In Chicago, Clear Channel converted an oldies station to a KIIS outlet that now only offers a local DJ during the afternoon and evening shifts, company officials said.

"Everything else is the robot," said Todd Cavanah, program director of competing pop station WBBM-FM.

Clear Channel's campaign so far has yielded mixed results: Newly branded KIIS stations have upset dominant pop stations in markets such as Cincinnati and Boise but failed to gain much share in some bigger markets, including Chicago.
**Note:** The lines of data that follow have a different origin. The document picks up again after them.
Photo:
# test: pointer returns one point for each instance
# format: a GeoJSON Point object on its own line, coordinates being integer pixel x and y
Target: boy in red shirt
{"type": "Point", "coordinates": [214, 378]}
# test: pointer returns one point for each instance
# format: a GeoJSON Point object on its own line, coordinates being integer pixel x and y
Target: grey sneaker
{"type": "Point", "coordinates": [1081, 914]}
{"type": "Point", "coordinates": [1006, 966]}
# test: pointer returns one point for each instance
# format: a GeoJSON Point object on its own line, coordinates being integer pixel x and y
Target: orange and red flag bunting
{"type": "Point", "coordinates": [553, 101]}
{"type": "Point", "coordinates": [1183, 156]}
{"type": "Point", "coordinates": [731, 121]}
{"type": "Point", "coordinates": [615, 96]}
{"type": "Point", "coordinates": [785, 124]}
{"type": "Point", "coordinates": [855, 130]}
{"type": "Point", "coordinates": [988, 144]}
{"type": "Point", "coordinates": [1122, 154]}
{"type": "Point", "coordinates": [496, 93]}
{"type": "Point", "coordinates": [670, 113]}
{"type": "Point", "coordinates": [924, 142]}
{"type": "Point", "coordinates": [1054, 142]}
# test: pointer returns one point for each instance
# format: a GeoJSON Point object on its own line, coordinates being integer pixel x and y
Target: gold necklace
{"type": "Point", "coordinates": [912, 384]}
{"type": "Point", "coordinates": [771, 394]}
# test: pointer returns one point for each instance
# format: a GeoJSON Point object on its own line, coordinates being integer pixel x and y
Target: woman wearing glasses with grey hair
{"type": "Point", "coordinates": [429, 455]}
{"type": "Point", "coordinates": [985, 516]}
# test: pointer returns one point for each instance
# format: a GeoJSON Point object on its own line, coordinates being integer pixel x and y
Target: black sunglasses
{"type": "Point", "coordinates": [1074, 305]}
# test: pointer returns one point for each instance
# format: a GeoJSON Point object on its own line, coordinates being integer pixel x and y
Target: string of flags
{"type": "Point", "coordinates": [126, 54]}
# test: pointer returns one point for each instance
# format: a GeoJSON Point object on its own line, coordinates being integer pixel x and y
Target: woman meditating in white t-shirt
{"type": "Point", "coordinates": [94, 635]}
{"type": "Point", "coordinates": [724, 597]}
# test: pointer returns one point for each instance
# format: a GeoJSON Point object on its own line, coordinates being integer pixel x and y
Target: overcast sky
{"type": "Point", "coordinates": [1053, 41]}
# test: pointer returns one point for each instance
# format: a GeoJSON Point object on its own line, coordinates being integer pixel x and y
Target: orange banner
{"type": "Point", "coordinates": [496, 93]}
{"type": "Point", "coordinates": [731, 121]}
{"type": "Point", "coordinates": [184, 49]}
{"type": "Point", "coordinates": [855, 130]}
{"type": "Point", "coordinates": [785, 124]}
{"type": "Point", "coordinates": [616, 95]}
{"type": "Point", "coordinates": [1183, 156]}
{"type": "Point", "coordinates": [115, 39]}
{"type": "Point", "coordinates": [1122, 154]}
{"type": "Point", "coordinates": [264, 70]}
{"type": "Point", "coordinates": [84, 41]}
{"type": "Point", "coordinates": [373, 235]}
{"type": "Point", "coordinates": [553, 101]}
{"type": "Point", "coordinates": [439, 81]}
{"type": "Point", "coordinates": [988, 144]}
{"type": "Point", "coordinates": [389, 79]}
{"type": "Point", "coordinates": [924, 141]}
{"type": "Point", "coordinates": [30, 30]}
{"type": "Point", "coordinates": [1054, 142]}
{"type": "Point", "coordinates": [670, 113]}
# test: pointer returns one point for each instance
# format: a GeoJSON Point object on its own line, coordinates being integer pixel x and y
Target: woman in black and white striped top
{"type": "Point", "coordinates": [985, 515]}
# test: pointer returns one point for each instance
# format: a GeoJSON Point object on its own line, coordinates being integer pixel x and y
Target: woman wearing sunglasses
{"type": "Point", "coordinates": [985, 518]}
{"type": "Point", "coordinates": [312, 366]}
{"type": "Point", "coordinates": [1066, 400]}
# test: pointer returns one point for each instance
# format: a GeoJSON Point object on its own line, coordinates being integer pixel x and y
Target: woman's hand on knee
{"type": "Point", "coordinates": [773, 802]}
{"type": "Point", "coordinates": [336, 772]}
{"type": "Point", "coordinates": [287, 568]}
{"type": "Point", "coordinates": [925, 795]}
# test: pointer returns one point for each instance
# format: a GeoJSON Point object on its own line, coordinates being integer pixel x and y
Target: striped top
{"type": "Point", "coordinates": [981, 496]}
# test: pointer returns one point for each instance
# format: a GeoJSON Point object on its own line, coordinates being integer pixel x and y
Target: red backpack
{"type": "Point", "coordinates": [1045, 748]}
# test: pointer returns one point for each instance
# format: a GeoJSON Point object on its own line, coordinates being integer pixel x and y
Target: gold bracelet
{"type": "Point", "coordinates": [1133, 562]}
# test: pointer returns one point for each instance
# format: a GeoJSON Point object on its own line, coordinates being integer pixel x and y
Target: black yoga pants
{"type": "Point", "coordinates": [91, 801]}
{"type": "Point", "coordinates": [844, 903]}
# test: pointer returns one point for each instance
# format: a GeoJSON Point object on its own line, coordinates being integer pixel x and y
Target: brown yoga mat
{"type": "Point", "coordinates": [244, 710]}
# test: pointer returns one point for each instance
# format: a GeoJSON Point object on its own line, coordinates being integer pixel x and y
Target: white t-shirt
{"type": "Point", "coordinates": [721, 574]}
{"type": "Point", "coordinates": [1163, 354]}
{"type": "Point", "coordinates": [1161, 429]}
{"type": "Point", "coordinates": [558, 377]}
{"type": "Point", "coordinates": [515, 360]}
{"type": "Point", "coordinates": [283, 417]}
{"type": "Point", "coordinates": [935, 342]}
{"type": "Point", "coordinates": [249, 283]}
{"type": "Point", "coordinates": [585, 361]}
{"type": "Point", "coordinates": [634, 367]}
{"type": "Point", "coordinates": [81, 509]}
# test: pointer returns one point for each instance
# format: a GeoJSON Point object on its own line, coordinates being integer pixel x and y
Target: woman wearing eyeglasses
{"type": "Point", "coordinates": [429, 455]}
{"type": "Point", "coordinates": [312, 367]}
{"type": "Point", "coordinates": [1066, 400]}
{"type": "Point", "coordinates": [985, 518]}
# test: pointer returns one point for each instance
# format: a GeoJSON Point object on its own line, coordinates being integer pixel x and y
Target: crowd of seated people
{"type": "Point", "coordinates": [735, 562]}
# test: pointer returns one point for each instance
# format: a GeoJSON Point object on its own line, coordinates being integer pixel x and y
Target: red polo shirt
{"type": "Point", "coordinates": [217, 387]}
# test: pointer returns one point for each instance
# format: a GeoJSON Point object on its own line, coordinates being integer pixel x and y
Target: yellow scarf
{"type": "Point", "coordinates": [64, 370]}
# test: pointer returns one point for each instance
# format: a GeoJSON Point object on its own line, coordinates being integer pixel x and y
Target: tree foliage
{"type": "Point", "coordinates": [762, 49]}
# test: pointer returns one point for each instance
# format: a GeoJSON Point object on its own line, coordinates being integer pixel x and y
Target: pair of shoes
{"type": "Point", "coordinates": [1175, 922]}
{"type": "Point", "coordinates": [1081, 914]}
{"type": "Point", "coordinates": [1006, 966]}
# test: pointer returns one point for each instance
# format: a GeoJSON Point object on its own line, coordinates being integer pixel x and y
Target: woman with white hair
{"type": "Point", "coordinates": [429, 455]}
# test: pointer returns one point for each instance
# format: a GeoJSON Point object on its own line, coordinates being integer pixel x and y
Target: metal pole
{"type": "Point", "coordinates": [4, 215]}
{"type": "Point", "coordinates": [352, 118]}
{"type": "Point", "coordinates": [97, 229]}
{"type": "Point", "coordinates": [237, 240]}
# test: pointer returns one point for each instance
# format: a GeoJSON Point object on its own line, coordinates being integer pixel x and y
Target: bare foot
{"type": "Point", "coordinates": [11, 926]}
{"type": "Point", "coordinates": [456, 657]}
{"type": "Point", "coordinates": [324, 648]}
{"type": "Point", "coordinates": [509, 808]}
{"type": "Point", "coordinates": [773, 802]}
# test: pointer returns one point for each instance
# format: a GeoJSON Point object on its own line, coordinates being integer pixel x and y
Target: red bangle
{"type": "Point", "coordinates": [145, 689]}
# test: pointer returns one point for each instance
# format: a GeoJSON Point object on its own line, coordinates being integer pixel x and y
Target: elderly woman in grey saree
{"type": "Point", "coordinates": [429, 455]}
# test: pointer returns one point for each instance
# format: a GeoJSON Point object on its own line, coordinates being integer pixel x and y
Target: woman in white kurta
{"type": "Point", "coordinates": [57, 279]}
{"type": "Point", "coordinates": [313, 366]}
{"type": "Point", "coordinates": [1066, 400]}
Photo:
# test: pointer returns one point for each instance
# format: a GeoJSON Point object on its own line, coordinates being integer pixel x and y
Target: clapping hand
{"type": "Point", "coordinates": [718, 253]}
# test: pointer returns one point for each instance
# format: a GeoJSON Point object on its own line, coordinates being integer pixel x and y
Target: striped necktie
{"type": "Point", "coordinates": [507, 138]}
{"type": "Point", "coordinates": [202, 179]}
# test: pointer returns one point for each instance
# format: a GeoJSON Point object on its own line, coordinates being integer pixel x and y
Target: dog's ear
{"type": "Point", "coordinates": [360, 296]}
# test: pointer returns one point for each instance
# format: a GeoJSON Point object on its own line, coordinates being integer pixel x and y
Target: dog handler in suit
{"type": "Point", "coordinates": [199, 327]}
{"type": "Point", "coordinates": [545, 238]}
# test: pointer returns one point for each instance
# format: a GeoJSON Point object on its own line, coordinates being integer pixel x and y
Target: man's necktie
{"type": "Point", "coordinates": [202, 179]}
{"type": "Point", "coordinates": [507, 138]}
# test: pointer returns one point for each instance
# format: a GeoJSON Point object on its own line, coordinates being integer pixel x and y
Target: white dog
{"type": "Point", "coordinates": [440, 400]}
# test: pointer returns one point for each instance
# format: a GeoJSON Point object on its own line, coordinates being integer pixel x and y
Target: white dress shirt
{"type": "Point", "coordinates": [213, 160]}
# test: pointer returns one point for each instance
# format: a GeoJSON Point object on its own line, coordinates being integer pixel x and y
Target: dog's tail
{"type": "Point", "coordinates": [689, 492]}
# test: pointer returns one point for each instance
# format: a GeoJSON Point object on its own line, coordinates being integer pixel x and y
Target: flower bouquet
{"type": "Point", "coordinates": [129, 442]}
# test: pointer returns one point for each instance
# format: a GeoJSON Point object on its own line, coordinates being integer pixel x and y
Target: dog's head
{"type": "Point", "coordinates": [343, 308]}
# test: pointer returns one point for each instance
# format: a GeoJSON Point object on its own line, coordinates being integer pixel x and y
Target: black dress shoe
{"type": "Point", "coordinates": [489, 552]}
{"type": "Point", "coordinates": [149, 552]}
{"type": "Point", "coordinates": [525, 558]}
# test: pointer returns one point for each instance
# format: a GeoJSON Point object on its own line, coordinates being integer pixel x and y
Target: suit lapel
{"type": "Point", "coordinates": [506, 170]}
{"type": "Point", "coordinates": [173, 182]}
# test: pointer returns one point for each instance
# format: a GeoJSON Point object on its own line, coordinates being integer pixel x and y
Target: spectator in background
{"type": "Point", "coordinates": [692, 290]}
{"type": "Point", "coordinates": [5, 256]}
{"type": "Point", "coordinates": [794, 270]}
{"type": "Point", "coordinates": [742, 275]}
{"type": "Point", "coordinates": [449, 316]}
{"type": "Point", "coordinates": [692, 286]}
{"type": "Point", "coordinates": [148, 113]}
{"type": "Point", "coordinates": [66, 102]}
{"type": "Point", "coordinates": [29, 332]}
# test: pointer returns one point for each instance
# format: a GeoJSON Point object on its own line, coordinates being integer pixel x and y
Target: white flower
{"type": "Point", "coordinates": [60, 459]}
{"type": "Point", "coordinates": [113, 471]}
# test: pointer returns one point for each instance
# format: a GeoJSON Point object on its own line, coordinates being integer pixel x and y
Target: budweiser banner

Voice-tracking also has prompted some concern among authorities. Two years ago, Clear Channel was fined $80,000 by the Florida attorney general for misleading radio listeners into thinking that a national contest was local, in part because the company had dubbed local DJ's voices into an interview with a winner.

Clear Channel touts the benefits of cross-promotion, or leveraging one asset to benefit another. Yet critics say Clear Channel's idea of synergy essentially means it hoards radio programming, concert tickets, access to music stars and concert advertising dollars for itself.

Clear Channel owns Premiere Radio Networks, which has been shifting its syndicated radio shows, such as Jim Rome's sports talkfest or Rush Limbaugh's political program, from competitors' to Clear Channel's stations.

Sports programming may be a bigger concern in Seattle. The contract to broadcast Mariners baseball games is expiring soon. Entercom's KIRO-AM radio station has the contract now.

"If Clear Channel decides to keep the sports-talk format on KJR, and they want the Mariners, you bet they're going to bid for them," said Eric Corman, assistant programming director of "The Buzz," KQBZ-FM, also owned by Entercom. "They've got deep pockets. They're going to raise the bar."

Artist managers also are nervously eyeing Clear Channel's expansion of station-sanctioned concerts, commonly known as radio shows. Representatives for various artists have said for years that broadcasters coerced acts into playing the shows for little or no fee by refusing to air their latest songs unless they appear.

Regulators have said the practice of trading airplay for an artist's appearance without disclosing the deal is a violation of federal anti-payola laws. Since 1960, federal law has forbidden broadcasters from accepting money or anything of value in exchange for airplay without disclosing the payment.

But Clear Channel executives say their events, such as KIIS-FM's annual Wango Tango event, fairly compensate acts and aren't forced upon them with threats.

Mays, a 65-year-old former investment banker, has a long-standing interest in politics, backing candidates seeking everything from the San Antonio mayor's office to the White House. While governor of Texas, President Bush appointed Mays to a state technology council in 1996. Mays contributed $51,000 to Bush's 1998 gubernatorial campaign. Clear Channel also contributed $106,000 to the Republican National Committee during the presidential election cycle, with Mays and his wife, Peggy, donating an additional $37,000 to the party.

And the Justice Department's antitrust chief, Charles James, formerly headed the antitrust department at the Washington, D.C., law firm that represented Clear Channel when the company sought regulatory approval of its purchase of radio broadcaster AMFM in 2000 .

Seattle Times staff reporter Mark Rahner contributed to this report.